The thing is surfshark blocked my account because they don’t allow webscraping. I was kind of greedy I guess because I had 24 containers running, each one connected to a different location and rotating all day between servers.

I thought about using proxies but most of the companies block the domain that I’m fetching the data from, so I’m going to try with another vpn.

I’m using Cyberghost since they allow to download the openvpn config files and that way I can connect to a vpn programmatically, but I don’t want to have my account blocked so I need a way to somehow mimmic an actual person using the vpn.

Does anyone knows how I could try and fake traffic to make it look like it isn’t a bot using the vpn ?
Any advice on how to not get blocked by the vpn is greatly appreciated :folded_hands:t2:.

You’re probably blowing through some rate-limiter. If you don’t want to be blocked for acting like a bot, you could stop egregiously behaving like a bot :woman_shrugging:

Most VPN services are using advanced techniques to detect scraping so you don’t get their entire VPN subnet blacklisted by popular sites. You are screwing other VPN users and blatantly breaking their TOS with super aggressive scrapers, so obviously they are going to detect that and ban you.

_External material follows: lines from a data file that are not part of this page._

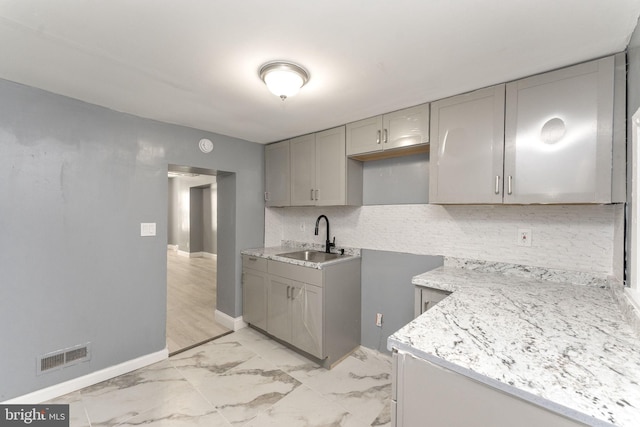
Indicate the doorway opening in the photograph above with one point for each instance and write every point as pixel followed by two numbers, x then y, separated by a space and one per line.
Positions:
pixel 192 253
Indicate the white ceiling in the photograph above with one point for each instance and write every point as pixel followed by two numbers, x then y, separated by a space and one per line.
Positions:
pixel 195 62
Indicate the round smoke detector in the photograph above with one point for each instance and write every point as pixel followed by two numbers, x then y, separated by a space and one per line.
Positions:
pixel 205 145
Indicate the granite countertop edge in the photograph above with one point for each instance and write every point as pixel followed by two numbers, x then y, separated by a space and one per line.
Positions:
pixel 273 252
pixel 458 280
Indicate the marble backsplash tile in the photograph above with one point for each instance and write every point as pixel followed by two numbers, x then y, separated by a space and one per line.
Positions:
pixel 527 271
pixel 585 238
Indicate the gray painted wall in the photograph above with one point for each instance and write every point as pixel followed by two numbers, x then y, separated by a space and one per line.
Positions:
pixel 396 181
pixel 633 103
pixel 76 181
pixel 196 220
pixel 210 218
pixel 173 212
pixel 387 289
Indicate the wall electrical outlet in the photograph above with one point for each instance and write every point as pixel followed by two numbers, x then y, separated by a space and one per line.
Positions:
pixel 147 229
pixel 524 237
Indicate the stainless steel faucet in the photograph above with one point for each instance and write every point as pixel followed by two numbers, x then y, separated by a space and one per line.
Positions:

Can you recommend any resource where we can get the latest and greatest advice on webscraping such as modifying the behaviour for less aggressive webscraping?

:money_bag: Welcome to r/webscraping! Referencing paid products or services is not permitted, and your post has been removed. Please take a moment to review the promotion guide. You may also wish to re-submit your post to the monthly thread.

Highly depends on the site you are targeting.

In general: the more you act like a real human with a real browser the better.

  • take care of all the right headers (have a good look at all requests in the browser console)
  • dont fire too many requests at once (no exact science, start low and increase until you hit a wall. 0.5-1/sec is usually a good starting point)

These two will get you quite far.